UN: Over one million displaced by South Sudan conflict

South Sudanese refugees walk towards Kule refugee camp near the Pagak Border Entry point in the Gambella Region, Ethiopia, on 18 March 2014.

A large number of South Sudanese have sought refuge in Ethopia since fighting broke out in December

More than one million people have been forced from their homes by the ongoing conflict in South Sudan, the UN says.

Of these, 803,200 have been displaced within the country, and another 254,000 have fled to neighbouring countries, according to the latest UN report.

It warns that the situation is likely to get worse as the violence continues.

Fighting erupted between the forces of President Salva Kiir and troops loyal to his former deputy, Riek Machar, in December.

The two sides signed a ceasefire agreement in January, but sporadic fighting has continued.

Food security

In its report, the UN Office for the Coordination of Humanitarian Affairs (OCHA) said the conflict had caused “a serious deterioration in the food security situation” leaving around 3.7 million people at high risk.

“Fighting between government and opposition forces has continued, especially in Jonglei, Unity and Upper Nile state, where towns and rural areas have been ravaged by the violence,” it added.

The UN estimates that 4.9 million are in need of humanitarian assistance, but it warned that “the remote and dispersed placement sites make it difficult to reach many of South Sudan’s conflict-affected people”.

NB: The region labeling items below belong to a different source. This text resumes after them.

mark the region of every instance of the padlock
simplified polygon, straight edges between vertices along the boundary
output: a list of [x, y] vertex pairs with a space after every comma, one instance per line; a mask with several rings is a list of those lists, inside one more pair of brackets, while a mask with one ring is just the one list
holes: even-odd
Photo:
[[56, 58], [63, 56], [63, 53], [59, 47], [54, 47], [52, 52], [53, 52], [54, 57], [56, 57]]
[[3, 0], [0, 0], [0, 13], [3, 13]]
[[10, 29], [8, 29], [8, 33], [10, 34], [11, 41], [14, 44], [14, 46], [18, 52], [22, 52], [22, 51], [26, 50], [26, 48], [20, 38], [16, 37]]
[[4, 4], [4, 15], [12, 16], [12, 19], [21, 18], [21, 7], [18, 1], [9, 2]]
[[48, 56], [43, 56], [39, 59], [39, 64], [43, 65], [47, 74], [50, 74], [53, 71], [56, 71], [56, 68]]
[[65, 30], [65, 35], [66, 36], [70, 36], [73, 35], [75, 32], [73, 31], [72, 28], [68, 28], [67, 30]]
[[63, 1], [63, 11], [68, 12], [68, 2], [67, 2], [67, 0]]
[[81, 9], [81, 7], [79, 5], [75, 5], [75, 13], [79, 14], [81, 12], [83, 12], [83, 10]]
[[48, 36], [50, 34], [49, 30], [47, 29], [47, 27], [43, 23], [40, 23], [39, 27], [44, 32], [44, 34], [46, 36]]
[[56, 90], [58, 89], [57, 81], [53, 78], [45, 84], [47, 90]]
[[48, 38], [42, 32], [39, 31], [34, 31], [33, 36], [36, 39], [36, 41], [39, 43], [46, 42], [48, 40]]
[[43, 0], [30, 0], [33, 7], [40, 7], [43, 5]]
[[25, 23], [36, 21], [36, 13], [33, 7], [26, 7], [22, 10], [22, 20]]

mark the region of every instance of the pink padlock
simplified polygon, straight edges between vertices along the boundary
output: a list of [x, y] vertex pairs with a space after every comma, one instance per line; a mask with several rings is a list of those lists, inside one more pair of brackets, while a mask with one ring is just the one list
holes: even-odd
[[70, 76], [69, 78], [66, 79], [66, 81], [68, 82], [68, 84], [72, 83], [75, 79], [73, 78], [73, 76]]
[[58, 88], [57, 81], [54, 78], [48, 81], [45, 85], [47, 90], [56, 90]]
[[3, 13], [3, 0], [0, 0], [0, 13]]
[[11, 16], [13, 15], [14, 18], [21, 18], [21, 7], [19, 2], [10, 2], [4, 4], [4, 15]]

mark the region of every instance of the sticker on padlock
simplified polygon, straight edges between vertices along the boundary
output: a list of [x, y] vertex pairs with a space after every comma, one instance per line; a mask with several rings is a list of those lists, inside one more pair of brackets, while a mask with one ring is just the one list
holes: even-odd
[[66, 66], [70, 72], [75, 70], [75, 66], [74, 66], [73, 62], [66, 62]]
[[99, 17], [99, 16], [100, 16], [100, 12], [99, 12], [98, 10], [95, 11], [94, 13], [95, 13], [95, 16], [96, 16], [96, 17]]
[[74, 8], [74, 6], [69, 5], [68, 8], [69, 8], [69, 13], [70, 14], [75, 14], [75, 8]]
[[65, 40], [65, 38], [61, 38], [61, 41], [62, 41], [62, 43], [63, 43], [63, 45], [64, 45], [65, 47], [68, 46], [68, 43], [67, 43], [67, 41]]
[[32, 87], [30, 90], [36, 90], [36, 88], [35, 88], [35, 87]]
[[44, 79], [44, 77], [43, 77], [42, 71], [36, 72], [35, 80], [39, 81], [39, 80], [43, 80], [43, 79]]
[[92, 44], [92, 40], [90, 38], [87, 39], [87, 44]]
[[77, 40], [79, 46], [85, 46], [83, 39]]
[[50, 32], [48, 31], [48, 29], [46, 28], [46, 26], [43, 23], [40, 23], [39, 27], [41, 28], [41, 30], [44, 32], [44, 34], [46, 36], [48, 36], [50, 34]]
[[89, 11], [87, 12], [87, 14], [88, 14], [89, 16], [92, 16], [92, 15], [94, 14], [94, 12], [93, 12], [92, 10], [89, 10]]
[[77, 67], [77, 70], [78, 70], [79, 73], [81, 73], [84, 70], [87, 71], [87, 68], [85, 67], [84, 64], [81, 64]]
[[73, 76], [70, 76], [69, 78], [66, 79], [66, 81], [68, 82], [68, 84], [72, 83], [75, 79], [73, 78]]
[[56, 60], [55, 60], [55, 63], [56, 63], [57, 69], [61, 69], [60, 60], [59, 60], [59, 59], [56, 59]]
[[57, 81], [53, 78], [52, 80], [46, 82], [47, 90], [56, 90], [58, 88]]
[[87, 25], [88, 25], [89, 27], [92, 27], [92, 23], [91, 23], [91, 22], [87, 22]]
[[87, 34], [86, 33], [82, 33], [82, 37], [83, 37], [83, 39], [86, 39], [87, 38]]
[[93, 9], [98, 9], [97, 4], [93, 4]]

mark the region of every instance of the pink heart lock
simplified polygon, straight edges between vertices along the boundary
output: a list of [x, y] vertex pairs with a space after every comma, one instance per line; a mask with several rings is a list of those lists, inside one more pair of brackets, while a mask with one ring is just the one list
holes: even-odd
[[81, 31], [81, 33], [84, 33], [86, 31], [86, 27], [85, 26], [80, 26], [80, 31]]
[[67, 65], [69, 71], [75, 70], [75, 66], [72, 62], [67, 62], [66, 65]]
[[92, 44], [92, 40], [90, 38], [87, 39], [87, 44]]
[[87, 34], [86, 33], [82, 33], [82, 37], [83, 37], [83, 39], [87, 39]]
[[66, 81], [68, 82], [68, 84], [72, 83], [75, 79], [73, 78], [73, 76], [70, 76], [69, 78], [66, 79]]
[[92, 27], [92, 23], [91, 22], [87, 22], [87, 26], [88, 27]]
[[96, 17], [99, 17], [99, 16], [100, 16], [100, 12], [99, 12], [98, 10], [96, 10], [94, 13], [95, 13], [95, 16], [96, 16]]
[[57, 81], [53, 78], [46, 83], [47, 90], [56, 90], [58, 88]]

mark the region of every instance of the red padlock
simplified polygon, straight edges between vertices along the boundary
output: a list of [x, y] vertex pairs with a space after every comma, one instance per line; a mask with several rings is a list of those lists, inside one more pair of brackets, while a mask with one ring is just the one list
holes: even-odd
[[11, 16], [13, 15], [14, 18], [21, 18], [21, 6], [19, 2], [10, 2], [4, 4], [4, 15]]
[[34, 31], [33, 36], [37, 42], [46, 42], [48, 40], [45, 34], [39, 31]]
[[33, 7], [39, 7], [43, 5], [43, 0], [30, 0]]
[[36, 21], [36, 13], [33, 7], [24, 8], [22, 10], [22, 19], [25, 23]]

South Sudanese refugees who fled the recent violence in South Sudan and crossed the border into northern Uganda on 6 January 2014
Many also fled to Kenya, Sudan or Uganda, while those in South Sudan are sheltering in UN bases

In its report, the UN says it has received only a quarter of the money it needs to respond to the growing crisis.

The violence erupted on 15 December between pro-government forces loyal to President Salva Kiir and soldiers backing Riek Machar, his former vice-president.

President Kiir is a member of South Sudan’s largest ethnic group, the Dinka, while Mr Machar is from the Nuer community – the country’s second largest.

The conflict has seen reports of mass killings along ethnic lines even though both men have prominent supporters in their rival’s community. Thousands are feared to have died since the conflict began.

Four top South Sudanese politicians have since gone on trial accused of plotting a coup against the government and inciting an insurgency in South Sudan.

South Sudan seceded from Sudan in 2011 after a long and bloody conflict, to become the world’s newest state.